At the end, I created the main screen at the shader level and completely disregarded the textures inside Substance 3D Painter.


For the buttons and Nokia logo, I created an alpha map in Photoshop using a high-quality reference image that I found. The process involves converting the image to black and white and maximizing the contrast. Then, I imported the created textures into Substance 3D Painter and used them as a projection for the button layer's mask.

Lighting & Rendering

After finishing texturing, it's time to assemble everything and create our main scene. I typically begin with the lighting setup to get a sense of my model. It's worth noting that this is not a linear workflow, and I create shaders as I progress. In this case, I used a free HDRI from the Poly Haven website, which offers a variety of excellent options. I utilized it in OctaneSky.

After some adjustments, I added two additional small light sources with a high light power value. These lights will enhance the highlights in our model.

For the shading process, I always use the Octane Universal shader since it contains all of the necessary parameters. Creating the main shader is as easy as connecting the right textures that we obtained from Substance 3D Painter to their respective places. During this phase, I simply make small changes to our textures using the Color Correction node and Octane Gradient to fine-tune the values.

The glass shader received the same treatment, but to achieve an extra level of realism, I incorporated an additional grunge map into the roughness map obtained from Substance 3D Painter.

The screen shader, on the other hand, differed slightly from the other two shaders. I desired to display the classic Snake game on it, so I conducted an internet search for footage of that game. Afterward, I performed some basic editing within Davinci Resolve (which I am currently learning) and exported the footage as an image sequence.

The setup for the screen shader is incredibly simple. All you need to do is load the first image of your sequence and specify the end frame and frame rate in the Animation tab of the Image Texture node.

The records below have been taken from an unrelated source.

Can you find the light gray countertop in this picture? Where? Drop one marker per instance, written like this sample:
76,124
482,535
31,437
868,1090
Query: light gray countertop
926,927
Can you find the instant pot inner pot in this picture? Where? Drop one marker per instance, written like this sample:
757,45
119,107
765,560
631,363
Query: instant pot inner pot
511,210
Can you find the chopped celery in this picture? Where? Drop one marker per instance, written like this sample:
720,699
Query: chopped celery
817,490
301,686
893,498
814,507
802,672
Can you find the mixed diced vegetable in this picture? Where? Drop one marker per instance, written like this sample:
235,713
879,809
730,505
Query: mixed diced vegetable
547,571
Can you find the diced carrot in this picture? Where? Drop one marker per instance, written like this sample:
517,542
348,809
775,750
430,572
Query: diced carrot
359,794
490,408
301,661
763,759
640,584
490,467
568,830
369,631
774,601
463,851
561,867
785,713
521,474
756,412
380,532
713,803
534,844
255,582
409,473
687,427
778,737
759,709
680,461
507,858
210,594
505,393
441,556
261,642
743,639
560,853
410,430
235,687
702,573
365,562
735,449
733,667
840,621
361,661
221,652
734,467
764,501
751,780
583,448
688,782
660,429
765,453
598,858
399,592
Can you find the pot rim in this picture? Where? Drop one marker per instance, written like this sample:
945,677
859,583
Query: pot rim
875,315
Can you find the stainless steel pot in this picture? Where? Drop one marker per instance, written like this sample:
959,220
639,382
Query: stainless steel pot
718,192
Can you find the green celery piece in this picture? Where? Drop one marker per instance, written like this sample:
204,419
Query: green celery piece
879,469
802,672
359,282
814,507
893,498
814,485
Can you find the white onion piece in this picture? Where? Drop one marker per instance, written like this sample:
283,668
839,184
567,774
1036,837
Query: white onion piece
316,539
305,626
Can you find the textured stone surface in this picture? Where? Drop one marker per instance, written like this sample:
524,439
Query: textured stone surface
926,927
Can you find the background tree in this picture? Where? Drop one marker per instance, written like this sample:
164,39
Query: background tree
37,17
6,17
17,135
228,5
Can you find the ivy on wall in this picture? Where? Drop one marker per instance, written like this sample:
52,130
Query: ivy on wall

Now that our shader and lighting are complete, it is time for the final step before rendering. Adding dust particles to the model will enhance the desired level of realism. I scatter a collection of extruded lines across our main model using Octane Scatter.

The scene is now ready for rendering after setting up the AOVs for the composition stage. I save the image sequence as a 16-bit EXR file.

After the rendering is complete, it is time for the final step of the project, which involves compositing and post-production.

During this stage, I bring in my lighting passes and start creating the beauty pass from scratch. I combine the environment light with two other light passes that were rendered. This allows for fine-tuning of the lights after the rendering process. Next, I incorporate the dust pass to enhance the visibility of dust particles in the final render. Following this pass, I merge the remaining elements with a denoised version of the screen. These types of objects often produce noise, even with high sample numbers. Lastly, I add some film grain as a final touch, and the project is complete.


To create appealing props, you have to pay attention to the references as much as possible. One thing that people tend to forget is the importance of lighting. Without good lighting, it is close to impossible to get realistic results.

One piece of advice that I can give to beginners is to try photography and taking photos with whatever camera that you have. This will help you to understand how lighting works and to catch more details in objects.